Although human biospecimens have been the basis of medical research forever, the quality of the samples has recently become more of an issue.
“Technologies for molecular analysis are so powerful, so cheap, and so fast, it makes it possible for investigators worldwide to use them,” said Carolyn Compton, MD, PhD, Director of OBBR and Co-Chair of the Biospecimens Committee for the AACR-FDA-NCI collaborative group.
“But because they are so powerful, they have raised the bar for the quality of analytes that are interrogated: They can now produce the wrong answer with spectacular speed if you don't use high-quality analytes on the front end.”
In the past, the bar for quality was relatively low, Dr. Compton noted. For example, immunohistochemistry tests required that only one molecular species, usually a protein, remained intact and detectable in a biospecimen. By contrast, current tests can measure thousands of species at the same time.
“If you don't know anything about the quality of the sample, that brings into question the interpretation of the data. It has proven exceedingly challenging, if not impossible, to reproduce data on biomarkers from center to center, study to study, and of course the question is: ‘Is this because the thing we are testing is so heterogeneous?’ We need to standardize what we are testing if we want to have interpretable results. And that brings it back to the biospecimens.”

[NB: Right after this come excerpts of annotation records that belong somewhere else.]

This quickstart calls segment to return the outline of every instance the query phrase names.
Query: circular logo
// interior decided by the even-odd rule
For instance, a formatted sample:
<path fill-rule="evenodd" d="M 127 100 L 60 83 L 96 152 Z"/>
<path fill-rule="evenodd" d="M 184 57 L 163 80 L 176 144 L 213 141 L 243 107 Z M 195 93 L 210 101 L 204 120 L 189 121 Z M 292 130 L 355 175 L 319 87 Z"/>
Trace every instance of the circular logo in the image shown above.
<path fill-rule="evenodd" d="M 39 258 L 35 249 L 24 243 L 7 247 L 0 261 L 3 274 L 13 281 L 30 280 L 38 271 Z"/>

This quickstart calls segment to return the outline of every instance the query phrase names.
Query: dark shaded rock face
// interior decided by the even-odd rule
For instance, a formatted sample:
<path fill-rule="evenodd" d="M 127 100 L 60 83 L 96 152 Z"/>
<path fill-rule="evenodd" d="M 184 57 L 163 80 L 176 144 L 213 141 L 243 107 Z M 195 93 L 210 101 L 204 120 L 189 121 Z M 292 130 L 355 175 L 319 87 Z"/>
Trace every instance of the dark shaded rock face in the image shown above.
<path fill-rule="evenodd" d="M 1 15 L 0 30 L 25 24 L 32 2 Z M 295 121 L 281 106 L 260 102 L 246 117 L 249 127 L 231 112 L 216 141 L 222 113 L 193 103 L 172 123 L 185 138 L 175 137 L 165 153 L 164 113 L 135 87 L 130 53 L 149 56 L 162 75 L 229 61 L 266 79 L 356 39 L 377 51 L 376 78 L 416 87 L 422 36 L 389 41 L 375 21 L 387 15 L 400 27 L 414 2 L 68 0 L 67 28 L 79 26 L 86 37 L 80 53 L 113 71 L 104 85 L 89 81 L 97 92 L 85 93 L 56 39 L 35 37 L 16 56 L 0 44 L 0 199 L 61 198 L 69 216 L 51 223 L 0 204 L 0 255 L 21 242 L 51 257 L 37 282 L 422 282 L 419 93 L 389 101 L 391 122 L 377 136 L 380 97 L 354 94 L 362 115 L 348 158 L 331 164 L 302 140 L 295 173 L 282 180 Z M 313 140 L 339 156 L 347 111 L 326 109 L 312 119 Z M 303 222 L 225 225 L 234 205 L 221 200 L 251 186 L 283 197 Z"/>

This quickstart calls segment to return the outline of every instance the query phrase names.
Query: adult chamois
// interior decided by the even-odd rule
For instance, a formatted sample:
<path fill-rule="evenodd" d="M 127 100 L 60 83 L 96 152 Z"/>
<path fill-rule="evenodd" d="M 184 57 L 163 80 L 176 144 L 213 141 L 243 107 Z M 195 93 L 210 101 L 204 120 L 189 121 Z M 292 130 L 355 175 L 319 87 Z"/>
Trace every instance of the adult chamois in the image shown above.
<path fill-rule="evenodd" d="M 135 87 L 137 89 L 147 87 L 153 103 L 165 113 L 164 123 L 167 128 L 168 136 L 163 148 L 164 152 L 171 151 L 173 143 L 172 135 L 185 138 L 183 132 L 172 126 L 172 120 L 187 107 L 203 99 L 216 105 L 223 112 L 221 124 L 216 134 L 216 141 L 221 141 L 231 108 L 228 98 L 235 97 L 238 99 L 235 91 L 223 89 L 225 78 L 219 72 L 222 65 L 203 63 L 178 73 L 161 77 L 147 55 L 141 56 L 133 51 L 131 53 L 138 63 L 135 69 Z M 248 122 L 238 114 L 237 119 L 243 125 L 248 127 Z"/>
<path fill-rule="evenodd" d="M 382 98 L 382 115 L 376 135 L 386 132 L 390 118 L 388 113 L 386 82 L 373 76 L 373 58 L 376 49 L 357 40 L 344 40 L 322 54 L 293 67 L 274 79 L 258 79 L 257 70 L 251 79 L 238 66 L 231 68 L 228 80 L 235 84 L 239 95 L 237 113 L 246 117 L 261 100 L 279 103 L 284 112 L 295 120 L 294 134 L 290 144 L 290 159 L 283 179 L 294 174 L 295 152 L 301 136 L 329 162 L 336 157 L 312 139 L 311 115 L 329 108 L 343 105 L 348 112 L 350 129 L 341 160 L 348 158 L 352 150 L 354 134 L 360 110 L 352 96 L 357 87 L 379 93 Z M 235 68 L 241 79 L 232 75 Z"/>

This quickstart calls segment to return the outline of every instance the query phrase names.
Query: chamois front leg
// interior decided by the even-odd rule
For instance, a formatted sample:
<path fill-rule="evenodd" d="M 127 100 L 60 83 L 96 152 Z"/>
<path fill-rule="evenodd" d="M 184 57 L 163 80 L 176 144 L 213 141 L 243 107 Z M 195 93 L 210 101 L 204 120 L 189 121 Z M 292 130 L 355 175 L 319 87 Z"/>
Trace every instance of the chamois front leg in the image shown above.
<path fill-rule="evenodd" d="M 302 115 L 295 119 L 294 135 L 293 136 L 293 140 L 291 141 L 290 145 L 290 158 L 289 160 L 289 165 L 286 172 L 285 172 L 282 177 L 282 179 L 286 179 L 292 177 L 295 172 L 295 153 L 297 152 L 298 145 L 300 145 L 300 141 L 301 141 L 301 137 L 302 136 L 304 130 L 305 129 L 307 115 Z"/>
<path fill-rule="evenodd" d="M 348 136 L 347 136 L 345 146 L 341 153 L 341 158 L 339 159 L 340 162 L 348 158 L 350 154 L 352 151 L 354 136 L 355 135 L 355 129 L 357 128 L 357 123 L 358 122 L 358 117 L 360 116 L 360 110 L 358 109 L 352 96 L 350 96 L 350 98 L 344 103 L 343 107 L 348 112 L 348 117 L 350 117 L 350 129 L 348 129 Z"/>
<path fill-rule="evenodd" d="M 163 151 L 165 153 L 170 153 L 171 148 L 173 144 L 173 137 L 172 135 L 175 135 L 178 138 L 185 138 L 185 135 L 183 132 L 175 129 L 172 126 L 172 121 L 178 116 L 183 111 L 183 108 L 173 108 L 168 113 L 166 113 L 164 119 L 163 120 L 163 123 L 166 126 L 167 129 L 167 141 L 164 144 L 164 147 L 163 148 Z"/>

To tackle this issue, Dr. Compton's NCI office is promoting research into biospecimen themselves—i.e., instead of just using the specimens to answer other questions, her group is supporting research on what variables affect biospecimen quality. For example, the group is interested in learning how long a tumor sample can sit between removal from a patient during surgery until fixation before it deteriorates and is no longer of sufficient quality for a given assay.
No Quick Fixes, but Significant Start
None of the participants interviewed for this article expect that the report will improve biomarker discovery and development immediately, but they do think it is a significant start. “These are pretty diverse recommendations looking at the biomarker development process from all different aspects, so some recommendation requirements are different than others. Some require refinement and further digging into the process, and hopefully that will be done,” Dr. Khleif said.
Everyone agrees though that a key feature of the AACR-FDA-NCI effort was that it brought together different stakeholders in biomarker development, including cancer researchers, regulators, product developers, industry, and funders. “Everyone had a little bit different perspective,” Dr. Compton said. “Everyone had a little bit different stake, different incentives, and different concerns. So it was important to bring everyone together to say “Okay what will it take?”
“There is a feverish effort and a gazillion dollars going into biomarker research and we are producing basically nothing. That's wrong. How can we fix it? It will take a little bit on everybody's side to make sure issues are addressed and to do it in a way that meets everyone's needs.”